To be sure, the amounts are staggering. Before reinsurance recovery, Chubb’s Sept. 11 losses amounted to about $3.2 billion. Reinsurance payouts brought that down to about $645 million.

Some still question whether renewing the act was really as crucial as proponents say.

“An important consideration here is that in the past, when insurance has disappeared, alternatives have quickly sprung up,” said Bradford. A consortium of shopping center developers and other industry participants could form a “captive” terrorism insurance company to share the risks, for instance. Farmers and doctors have done it, Bradford notes. In the mid-1980s, when there was a shortage of malpractice insurance for medical practitioners, state medical associations formed such entities for their members. Similarly, many states have a mutual insurance agency to provide coverage for farmers, he says.
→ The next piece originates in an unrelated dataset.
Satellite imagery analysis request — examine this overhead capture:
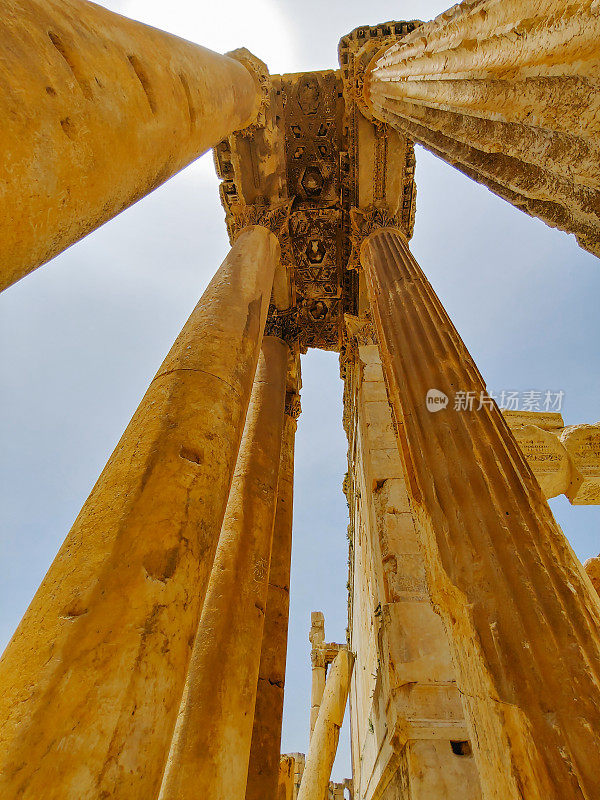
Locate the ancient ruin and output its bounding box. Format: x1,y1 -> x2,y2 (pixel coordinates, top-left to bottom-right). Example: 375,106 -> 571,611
0,0 -> 600,800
That is exactly what the insurance act was supposed to do: give the insurance industry breathing room until it could come up with market-based solutions to the terrorism insurance problem. But no such solutions have surfaced, says Daniel Rubock, vice president and senior analyst of commercial-mortgage-backed securities at Moody’s Investors Service.

At press time, the Treasury Department was conducting a study of the demand for and the costs of terrorism coverage for companies of every size. The department is also looking at alternative means of financing terrorism costs and at ways to mitigate the risk of attacks. But the results won’t be available until next June.

The Rand Corp., a nonprofit research and analysis firm with headquarters in Santa Monica, Calif., is studying the efficacy of the make-available provision. That study is to be released sometime this summer.

Memories of the way real estate finance slowed down in 2002 linger in the minds of many. Single-asset commercial-mortgage-backed securitizations used to be a routine method of financing trophy malls and other real estate properties. But after the attacks, the volume of these deals dropped dramatically, from about 25 deals in 2001 to four in 2002. In 2003 there was just one such single-asset deal, the C$335 million ($246 million) securitization of the West Edmonton Mall, in Edmonton, Alberta.

The terror insurance act hasn’t encouraged any comeback of single-asset CMBS deals, but market participants don’t want uncertainty to choke off other forms of CMBS transactions.

Moody’s and other bond-rating agencies began downgrading certain triple-A-rated CMBS deals. Normally, triple-A deals maturing over 10 years (a common period in the CMBS market) have a tiny default rate, about 0.01 percent, according to a report titled “Moody’s Approach to Terrorism Insurance after the Federal Backstop.” With insurers refusing to provide coverage on certain assets, however, Moody’s could not ignore the possibility, however remote, that an attack could destroy a prized asset and throw its financing into default. In the third quarter of 2002, Moody’s downgraded primarily the triple-A classes of high-profile, single-asset CMBS deals, along with any deals not diversified by a large number of loans.

There are very few examples in U.S. history of the government interjecting itself in this way, says Chubb’s Campbell. But terrorist activity presents some stubborn problems from an insurance perspective. “Terrorism is an uninsurable event,” said Campbell. “It is based on an enemy’s motivation, and it is unpredictable in terms of timing, location and magnitude.”

And that’s why some see government’s role as an absolute necessity.

“Terrorism is a national security issue,” said Julie Gackenbach, assistant vice president of government relations for Property Casualty Insurers Association of America. “It’s not appropriate to expect a single industry to bear the responsibility.”